Through the 2017 Long Night in Three Photos of Southern Maine

 

I love the Winter Solstice. The Long Night, at once glorious and terrifying, marks the death of the year gone by and the birth of a new year with the return of the waxing sun.. For me it is time for reflection, as I stay up through the darkness to greet the newborn sun. One way I experience my own inner spiritual life is through art, and for the second year in a row, I decided to mark the three key milestones of the Long Night, sunset, deep of the night, and sunrise, by taking photographs.

I gave a great deal of thought to where I would experience each stage of the Solstice, venturing much farther from home that last year to be at the places that fit how the different aspects of the Solstice resonated for me.

Sundown at Timber Point

The odd wooden structures are as eerie as ever when I arrive at my sundown shooting location.
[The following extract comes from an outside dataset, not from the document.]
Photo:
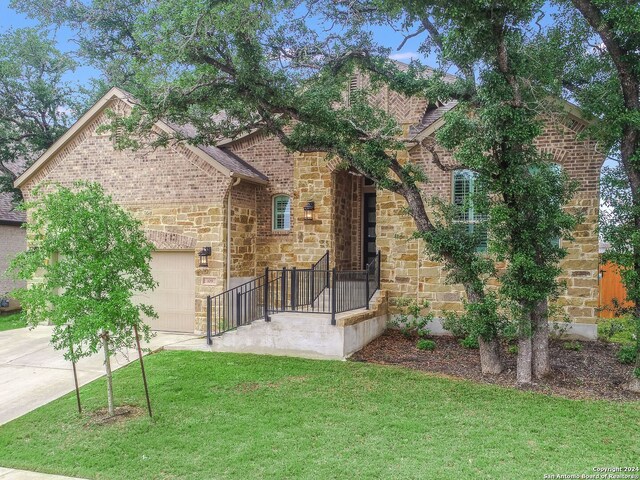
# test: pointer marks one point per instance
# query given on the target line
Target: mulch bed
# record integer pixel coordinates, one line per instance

I am sore, and a bit out of breath as I am getting set up, having had to rush my walk to the site after getting stuck at a train crossing on the drive over. I don't honestly know what these things are. Are they crosses commemorating a person or event, decrepit navigational markers, or something else entirely?

A short distance behind where this photo was taken is the disintegrating remains of a turn of the century lifeboat that was being restored by a young man who was called off to WWII in the middle of the project. When he didn't return, his family left the boat exactly as he had, and more than seventy years later it isn't long for this world. Combine that with the maybe-cross, and the whole area feels like a memorial.

Altogether an appropriate place to witness the unlamented dying of a brutal year.

Fuji X-T1 w/Fuji 23mm f1.4
3-exposure blend
ISO200, varied shutter speeds, f8
Processed in Capture One & Photoshop

 

Deep of the Night in the Cave at Dyer Cove

The true midpoint of the Long Night here in Southern Maine was eleven-thirty-nine, a time that is well past when I arrive at Dyer Cove. I prioritized a late dinner with my husband, who works second shift, over astronomical precision.

I am not where I originally planned to be for this stage of my Solstice observation. I had planned to shoot a lighthouse, with its beams of light providing a bulwark against the dangers in the dark, and did a highly successful test shot nearby the night before.

But that is not where I am meant to be in this moment. Many years ago, in the midst of another dark and scary time, the Norse god Frey told me that I had to carry my own light into darkness. After the year gone by, both personally and in the broader world, I need this light to be of my own making. Here in the cave, I know that light will be reflected back and amplified, as well as that the cave will provide a safe and sheltered space for the shot.

Fuji X-T1 w/Rokinon 12mm f2
ISO400, 15 seconds, f11
Processed in Capture One & Photoshop

 

Dawn of the Returning Sun at Fort Preble

The roads are already crowded as I get on the highway heading to Fort Preble for the first dawn of the returning sun, though I am all alone when I reach my destination. The sky is not promising, with heavy leaden clouds obscuring all but a small band of hazy sky on the horizon. The radio on my drive has been full of warnings that a significant storm is incoming.

This is not news to me.

Nonetheless, the sun makes an appearance, if only for a few scant minutes before disappearing into the clouds. Blazing a path through the gap of clouds at the horizon and the canon port in the fort wall, the rays of the new sun briefly warms my skin before the world is once again painted in cool shades of blue and gray.

The year once again has transitioned from waning to waxing, the eternal dance of the sun and planets a reassuring moment of continuity in an increasingly uncertain time.